Sunday, May 21, 2017

Italy Looks for Buyers for Airline: The Italian government put the country’s struggling flag carrier up for sale, but a buyer may be hard to find




The Wall Street Journal
By Robert Wall
May 18, 2017 1:39 p.m. ET


It could finally be arrivederci for Alitalia SpA, the Italian flag carrier that shuttles the pope around the world.

Italy’s government put the airline up for sale this week, seeking expressions of interest from bidders before a June 5 deadline. That followed months of fruitless talks with labor unions and the carrier’s shareholders, including its biggest, Abu Dhabi-based Etihad Airways.

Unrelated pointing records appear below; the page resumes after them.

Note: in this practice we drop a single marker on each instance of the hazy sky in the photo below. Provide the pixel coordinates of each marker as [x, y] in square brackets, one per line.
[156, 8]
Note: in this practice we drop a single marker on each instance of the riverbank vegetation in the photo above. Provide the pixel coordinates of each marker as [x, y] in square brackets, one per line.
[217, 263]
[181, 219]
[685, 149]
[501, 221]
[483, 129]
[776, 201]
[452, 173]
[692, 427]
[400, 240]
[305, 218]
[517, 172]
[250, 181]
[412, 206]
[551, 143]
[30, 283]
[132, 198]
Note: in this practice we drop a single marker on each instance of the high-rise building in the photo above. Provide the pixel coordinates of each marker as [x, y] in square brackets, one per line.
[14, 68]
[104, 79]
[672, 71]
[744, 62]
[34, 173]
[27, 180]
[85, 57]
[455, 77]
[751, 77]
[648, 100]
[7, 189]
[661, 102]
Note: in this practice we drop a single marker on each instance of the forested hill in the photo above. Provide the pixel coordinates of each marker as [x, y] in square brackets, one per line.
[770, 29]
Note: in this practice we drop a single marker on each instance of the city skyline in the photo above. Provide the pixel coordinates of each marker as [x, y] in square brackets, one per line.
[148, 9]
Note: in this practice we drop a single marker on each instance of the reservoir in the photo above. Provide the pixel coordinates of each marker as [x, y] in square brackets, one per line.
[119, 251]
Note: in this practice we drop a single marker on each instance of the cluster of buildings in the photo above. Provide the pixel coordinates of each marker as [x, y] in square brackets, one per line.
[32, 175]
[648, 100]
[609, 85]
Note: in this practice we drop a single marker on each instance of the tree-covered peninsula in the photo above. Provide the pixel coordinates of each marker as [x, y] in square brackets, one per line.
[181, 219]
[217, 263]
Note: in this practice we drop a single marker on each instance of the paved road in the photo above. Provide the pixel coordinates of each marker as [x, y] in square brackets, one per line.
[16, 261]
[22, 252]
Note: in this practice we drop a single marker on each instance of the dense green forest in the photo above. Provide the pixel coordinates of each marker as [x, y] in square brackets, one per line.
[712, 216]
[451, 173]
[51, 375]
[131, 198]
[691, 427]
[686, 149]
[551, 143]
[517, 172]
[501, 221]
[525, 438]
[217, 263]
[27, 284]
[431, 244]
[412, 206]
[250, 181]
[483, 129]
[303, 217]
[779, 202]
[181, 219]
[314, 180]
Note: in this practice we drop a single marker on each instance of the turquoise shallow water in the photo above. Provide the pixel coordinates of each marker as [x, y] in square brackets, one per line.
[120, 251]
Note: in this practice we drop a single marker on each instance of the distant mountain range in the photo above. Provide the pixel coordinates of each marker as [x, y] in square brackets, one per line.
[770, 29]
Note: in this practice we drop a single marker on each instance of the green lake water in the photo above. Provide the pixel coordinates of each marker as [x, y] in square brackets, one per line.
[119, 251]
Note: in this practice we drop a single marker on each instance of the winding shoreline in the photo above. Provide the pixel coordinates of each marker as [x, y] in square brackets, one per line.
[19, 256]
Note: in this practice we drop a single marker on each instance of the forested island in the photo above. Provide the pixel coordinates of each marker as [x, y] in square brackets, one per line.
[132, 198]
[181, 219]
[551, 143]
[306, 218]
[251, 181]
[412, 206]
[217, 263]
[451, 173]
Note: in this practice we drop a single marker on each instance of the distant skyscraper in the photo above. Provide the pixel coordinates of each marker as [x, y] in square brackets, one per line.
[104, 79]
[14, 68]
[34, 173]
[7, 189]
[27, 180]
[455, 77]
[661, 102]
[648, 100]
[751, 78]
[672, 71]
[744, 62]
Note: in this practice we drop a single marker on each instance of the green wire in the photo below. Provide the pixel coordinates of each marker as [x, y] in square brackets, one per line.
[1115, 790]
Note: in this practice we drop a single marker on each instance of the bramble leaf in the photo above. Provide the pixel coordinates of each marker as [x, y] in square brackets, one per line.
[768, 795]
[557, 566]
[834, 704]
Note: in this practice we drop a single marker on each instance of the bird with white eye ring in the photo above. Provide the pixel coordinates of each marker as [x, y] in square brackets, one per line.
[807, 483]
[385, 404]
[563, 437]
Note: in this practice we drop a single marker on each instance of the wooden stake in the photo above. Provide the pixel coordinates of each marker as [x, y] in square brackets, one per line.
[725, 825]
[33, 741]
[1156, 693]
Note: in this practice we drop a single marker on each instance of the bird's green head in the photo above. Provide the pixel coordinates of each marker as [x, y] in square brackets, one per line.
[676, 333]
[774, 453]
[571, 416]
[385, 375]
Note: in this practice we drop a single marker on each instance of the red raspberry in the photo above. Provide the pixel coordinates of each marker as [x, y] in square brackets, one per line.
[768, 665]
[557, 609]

A one-time symbol of the country’s postwar la dolce vita, Alitalia has racked up years of losses amid competition from a swarm of budget airlines in Europe. Three years ago, Etihad poured in cash to refresh the carrier, retraining cabin crew and replacing fading interiors with Italian-designed leather seats.

But that hasn’t been enough. Alitalia has lost billions of dollars over decades, amassing more than $3 billion in debt. The airline, which hasn’t yet published results, signaled it may have had an operational loss exceeding $600 million last year.

Italy, Alitalia’s home market, demonstrates the airline’s losing battle to woo customers. In 2010, the carrier commanded 29% of Italy’s domestic market, according to Euromonitor. In 2015, the last year data is available, that had dropped to 25%, in a commercial-aviation market in which rivals typically fight hard for every 10th of a percentage point.

The three biggest budget carriers flying in Italy, meanwhile, boosted their share from just over 12% in 2010 to 16% five years later. Ireland’s Ryanair Holdings PLC is now the biggest airline in Italy by passenger numbers.

Earlier this month, Alitalia filed for what is essentially bankruptcy-court protection from creditors, for the second time in a decade. The airline declared insolvency after employees rejected a restructuring plan put forward by its major shareholders.

Etihad owns 49% of the airline and refused to put more cash into Alitalia without significant concessions from workers. A consortium of Italian investors owns the rest.

After failing to broker a compromise, the Italian government said it would run an auction for the airline. Alitalia said it expects Rome to name bankers to advise on the sale in coming days.

Analysts and aviation executives say the government will struggle to find a buyer. Many of Europe’s biggest airlines have ruled out making a bid. Non-European buyers are limited to minority stakes.

That makes liquidation, a breakup or a major restructuring real possibilities. The government has indicated it is willing to put another €600 million ($668 million) into the airline to keep it flying through the busy summer travel season, as it seeks a buyer. It has ruled out nationalizing the carrier, but Alitalia’s 12,500 jobs may make a full-fledged wind down too high a political price.

“I don’t believe there will be a buyer for the existing company,” said Sven Reinke, senior vice president at Moody’s Investors Service Ltd. A debt-free liquidation process could draw interest from some airlines eager to take over specific rights, he said, but that may be the extent of the interest.

The company may still have one attractive asset: Its name.

Synonymous with the glamorous jet set of the 1960s, Alitalia flew movie stars like Rock Hudson and Ingrid Bergman when they came to film in Rome. At its peak, it was Europe’s No. 3 carrier by passengers flown. Its green-and-red livery has been the backdrop to papal arrivals around the world.

A smaller, less well-known airline might be interested in snapping up the brand alone, said HSBC analyst Andrew Lobbenberg. But he adds that an airline buyer swooping in for all of the company is unlikely.

—Manuela Mesco contributed to this article.